Artist Michael Furuya
The Hawaii Mamo bird is a tiny black honeycreeper with golden yellow feather accents on its shoulder, tail coat and legs. Because of its deeper hue of yellow, Mamo’s yellow feathers were much more valued and used to plait the magnificent feathered ornaments which were reserved only for the ali‘i (chief) and high-ranking warriors in Hawai‘i.
Endemic to the Island of Hawai‘i, the bird is now extinct due to the change of their habitat. Some reports indicate that the last time the Mamo was observed, was in Kaumana (Hilo) in 1895.

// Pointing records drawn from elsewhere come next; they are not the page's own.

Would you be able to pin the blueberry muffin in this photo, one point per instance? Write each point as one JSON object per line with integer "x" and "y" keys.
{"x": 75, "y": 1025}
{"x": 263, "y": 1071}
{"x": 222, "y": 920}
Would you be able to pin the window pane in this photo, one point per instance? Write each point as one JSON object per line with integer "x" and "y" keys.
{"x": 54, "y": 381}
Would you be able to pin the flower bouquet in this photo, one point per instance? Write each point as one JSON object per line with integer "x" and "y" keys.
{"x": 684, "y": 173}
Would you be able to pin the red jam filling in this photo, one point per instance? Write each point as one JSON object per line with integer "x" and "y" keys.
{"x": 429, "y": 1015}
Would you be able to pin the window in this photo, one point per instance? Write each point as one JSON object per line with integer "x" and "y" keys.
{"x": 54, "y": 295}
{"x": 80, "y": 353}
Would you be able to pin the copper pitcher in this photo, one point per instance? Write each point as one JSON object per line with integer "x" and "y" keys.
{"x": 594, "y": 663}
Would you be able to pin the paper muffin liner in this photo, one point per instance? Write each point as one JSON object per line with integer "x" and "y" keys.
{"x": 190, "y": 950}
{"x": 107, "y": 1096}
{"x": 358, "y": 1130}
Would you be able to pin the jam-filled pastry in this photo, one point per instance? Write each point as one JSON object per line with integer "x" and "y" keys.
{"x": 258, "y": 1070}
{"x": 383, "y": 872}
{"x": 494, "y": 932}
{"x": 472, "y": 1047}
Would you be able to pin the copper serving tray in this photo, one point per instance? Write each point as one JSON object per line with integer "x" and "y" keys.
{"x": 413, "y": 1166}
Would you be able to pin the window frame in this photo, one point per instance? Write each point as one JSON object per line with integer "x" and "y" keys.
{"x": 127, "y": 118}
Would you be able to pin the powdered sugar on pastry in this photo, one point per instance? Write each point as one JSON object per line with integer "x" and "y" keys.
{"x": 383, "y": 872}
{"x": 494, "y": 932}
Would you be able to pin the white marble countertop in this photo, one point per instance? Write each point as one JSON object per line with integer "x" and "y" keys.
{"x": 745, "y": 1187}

Though we can’t see them flitting about the velvety Hawaiian forest canopy anymore, we can still admire their beauty in the treasured cloaks and other feathered works from old Hawai‘i. Their beaming yellow color is so vibrant that they not only uplift the heart of viewers but also teach us how Hawaiian people lived in harmony with the surrounding ecosystem.
One of the most lavish cloak ever made, is the full-length ʻahu ‘ula (feathered cloak) of King Kamehameha I. 450,000 individual Mamo bird feathers wrapped the silhouette of the statuesque king, forming the golden ripples of waves. They used naturally fallen yellow feathers of the Mamo birds, applying a sticky latex paste on their favorite Lobelia trees. Lured by the sweet nectar of the tree, Mamo birds would visit the tree and their loose feathers would get caught on it. It was against the Hawaiian Pono (motto) to disturb the delicate balance of nature by over-catching the precious birds. After providing a few feathers, the birds were released and returned to the forests to continue their paths to pollinate flagrant native flowers with other endemic birds.
The rich symbol of royalty, was also a symbol of abundance and a sustainable lifestyle for the Hawaiian people. It was a celebration of their life deeply enmeshed into the thriving environment.
Back in March, people in Hawai‘i welcomed the return of such symbolic Hawaiian relics from New Zealand. For the first time in 237 years, the long-gone treasures of the islands, ‘ahu ‘ula and mahiole (feathered helmet) were flown back to Hawaii. They were the gifts from the chief of Hawai‘i Island, Kalani‘opu‘u, to Captain James Cook when his ship entered into Kealakekua Bay in 1779.
Despite the bitter footprints of the history that followed after, the return of the glorious feathered ornaments gave us a chance to remember the impeccable craftsmanship of our ancestors, their respectful relationship with nature and the lost species of the Islands. Through the color of vibrant yellow still intact, the legacy of the Mamo still travels freely in our hearts beyond time and oceans.